Here’s the math: Retiring at 60 and receiving $640 a month would produce accumulated benefits of $138,240 by age 78. That’s $640 multiplied by 12 months and multiplied again by 18. Note that these amounts are in 2024 dollars, which means no inflation adjustments. In real life, CPP payouts are adjusted annually for inflation.
Starting at 65 means accumulated CPP benefits reach $139,308 at 78 in Mr. Runchey’s example. That’s $893 a month multiplied by 12 months and then multiplied again by 13 years.

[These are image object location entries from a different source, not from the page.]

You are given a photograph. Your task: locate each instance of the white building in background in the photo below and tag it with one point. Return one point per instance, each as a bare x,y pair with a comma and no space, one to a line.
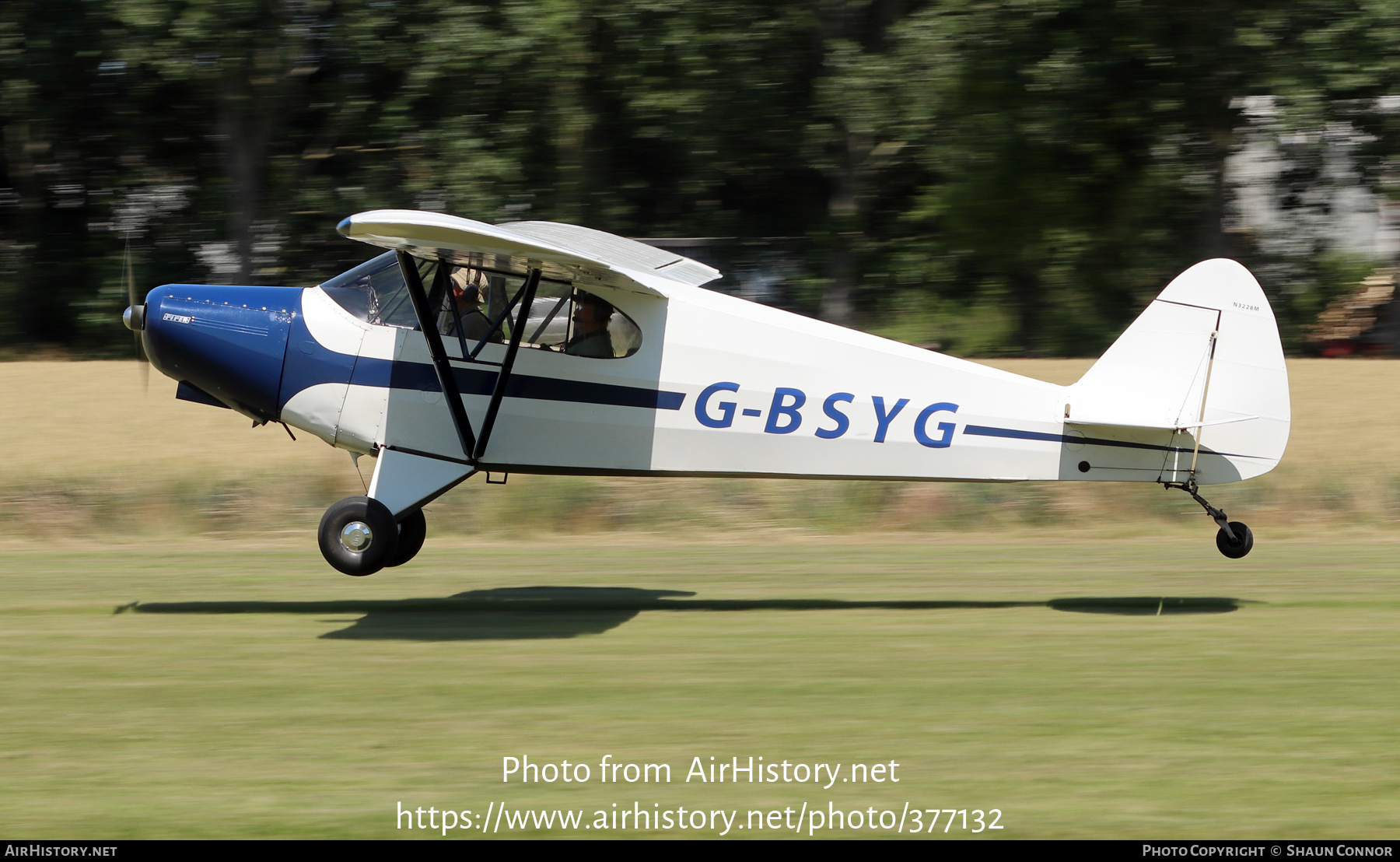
1298,194
1295,194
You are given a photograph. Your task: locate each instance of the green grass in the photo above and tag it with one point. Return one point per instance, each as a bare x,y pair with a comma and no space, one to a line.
254,693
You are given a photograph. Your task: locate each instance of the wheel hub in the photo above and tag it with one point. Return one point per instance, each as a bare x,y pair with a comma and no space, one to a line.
356,536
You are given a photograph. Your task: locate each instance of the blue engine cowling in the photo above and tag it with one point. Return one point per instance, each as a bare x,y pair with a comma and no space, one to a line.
230,342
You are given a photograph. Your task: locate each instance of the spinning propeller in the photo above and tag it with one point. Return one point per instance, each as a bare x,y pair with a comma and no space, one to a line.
135,317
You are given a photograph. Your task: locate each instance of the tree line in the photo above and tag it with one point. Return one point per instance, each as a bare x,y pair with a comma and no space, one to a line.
996,177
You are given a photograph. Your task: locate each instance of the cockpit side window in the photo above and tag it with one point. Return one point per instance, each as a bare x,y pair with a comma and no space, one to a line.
472,310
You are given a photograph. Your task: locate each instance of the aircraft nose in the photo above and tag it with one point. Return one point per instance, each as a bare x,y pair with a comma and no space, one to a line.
227,340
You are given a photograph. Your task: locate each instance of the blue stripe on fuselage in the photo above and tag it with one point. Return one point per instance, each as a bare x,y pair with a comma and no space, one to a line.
1091,441
479,381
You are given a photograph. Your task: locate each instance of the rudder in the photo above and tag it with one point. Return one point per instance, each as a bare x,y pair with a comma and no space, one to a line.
1204,361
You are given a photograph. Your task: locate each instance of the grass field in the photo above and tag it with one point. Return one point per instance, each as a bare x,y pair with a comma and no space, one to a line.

You can delay CPP to 70 and receive even more in benefits. In the example above, Mr. Runchey’s calculations show that the monthly payout would be $1,268 at 70, with a break-even age of 82. At that point, accumulated CPP benefits would amount to $182,592.
Mr. Runchey said it doesn’t matter what age you retire at – 55, 50 or even 25. If you forgo CPP at 60 and wait until 65, your benefits will always rise by between 39 per cent and 56 per cent.
Starting CPP at 60 is the right move if you have health issues that suggest a limited number of years in retirement, or you need the income pronto. But early retirees who wait until 65 or later are well rewarded.
Editor’s note: (July 11, 2024) This article has been updated to clarify the calculation used to determine benefits accumulated between retirement at 60, and age 77. (July 12, 2024) This article was further updated to show the calculation of accumulated benefits between retirement at 60, and the break-even age of 78.